Der Mann, der die außerirdischen Kultfiguren des Science-Fiction-Epos „Star Wars“ gestaltete, ist tot. Der britische Maskenbildner Stuart Freeborn starb im Alter von 98 Jahren. Freeborn schuf unter anderem den kauzig-verschrumpelten Yoda, den zotteligen Chewbacca und den monströsen Jabba the Hutt. Auch beim Science-Fiction-Klassiker „2001: Odyssee im Weltraum“ von Stanley Kubrick wirkte der Maskenbildner mit. „Seine Kunstfertigkeit und sein Handwerk werden in den Figuren, die er geschaffen hat, für immer weiterleben", so „Star Wars“-Erfinder George Lucas. Freeborn gestaltete auch „Superman“ und „Oliver Twist“.

Turner-Preisträger verschönert die U-Bahn

Die Londoner U-Bahn wird zu ihrem 150. Geburtstag in diesem Jahr mit Kunst aus renommierter Hand geschmückt: Turner Prize-Gewinner Mark Wallinger stellte sein Projekt „Labyrinth“ vor, das künftig dauerhaft die Bahnsteige aller 270 Stationen der „Tube“ verschönern soll. Die Werke, bestehend aus schwarz-weißen Labyrinth-Mustern, sind auf Emaille gemalt und je 60 Quadratzentimeter groß. Für jede der 270 Stationen hat sich der Künstler ein anderes Motiv ausgedacht.

Zeichnungen von John Lennon im Grass-Haus

Bekannt ist John Lennon für seine Musik – das Lübecker Günter-Grass-Haus zeigt jetzt den verstorbenen „Beatle“ (1940-1980) als Zeichner, Pop-Autor und Polit-Künstler. Rund 50 Karikaturen, Lithographien und Fotos sind bis zum 2. Juni zu sehen. Das Museum wolle seine unbekannte Seite zeigen, sagte Museumsleiter Jörg-Philipp Thomsa. Schon seine ersten Jugend-Gedichte und Kurzgeschichten schmückte Lennon mit Illustrationen. Vor seiner Musik-Karriere Ende der 50er Jahre studierte er in Liverpool an der Kunsthochschule.

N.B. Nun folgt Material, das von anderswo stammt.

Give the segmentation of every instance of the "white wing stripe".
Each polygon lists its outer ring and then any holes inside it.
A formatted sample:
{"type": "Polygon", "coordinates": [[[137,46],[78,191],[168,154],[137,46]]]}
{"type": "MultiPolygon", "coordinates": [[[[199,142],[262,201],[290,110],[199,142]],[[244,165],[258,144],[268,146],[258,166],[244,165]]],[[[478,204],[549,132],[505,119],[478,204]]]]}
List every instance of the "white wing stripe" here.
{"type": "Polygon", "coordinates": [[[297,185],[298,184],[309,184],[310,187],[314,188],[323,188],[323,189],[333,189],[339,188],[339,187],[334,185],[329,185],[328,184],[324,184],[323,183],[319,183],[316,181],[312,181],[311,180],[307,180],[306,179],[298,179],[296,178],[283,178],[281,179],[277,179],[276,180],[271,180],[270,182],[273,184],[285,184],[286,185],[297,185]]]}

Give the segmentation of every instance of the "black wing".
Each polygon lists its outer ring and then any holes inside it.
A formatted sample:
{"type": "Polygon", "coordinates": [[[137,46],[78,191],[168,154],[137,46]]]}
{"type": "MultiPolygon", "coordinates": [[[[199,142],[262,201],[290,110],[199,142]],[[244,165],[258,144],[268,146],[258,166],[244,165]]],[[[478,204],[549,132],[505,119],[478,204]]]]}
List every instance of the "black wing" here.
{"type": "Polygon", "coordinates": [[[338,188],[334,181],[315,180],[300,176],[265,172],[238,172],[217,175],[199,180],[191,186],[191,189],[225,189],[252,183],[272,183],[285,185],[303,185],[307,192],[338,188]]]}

Fußball mit über neun Millionen Zuschauern

Thomas Müller und Sami Khedira sorgten gegen die Franzosen für das 2:1-Endergebnis und für 9,22 Mio. Zuschauer, die das Fußball-Freundschaftsspiel im Ersten vor dem Fernseher verfolgten. Aber auch das ZDF mit seinem „Kommissar und das Meer“, der ab 20.15 Uhr in der Folge „Schwarzer Engel“ ermittelte, konnte zufrieden sein: 6,37 Millionen Zuschauer interessierten sich dafür. Iris Berben allerdings musste sich als kränkelnde „Rosa Roth“ im Anschluss daran allerdings mit deutlich weniger Zuschauern (2,43 Mio.) zufrieden geben.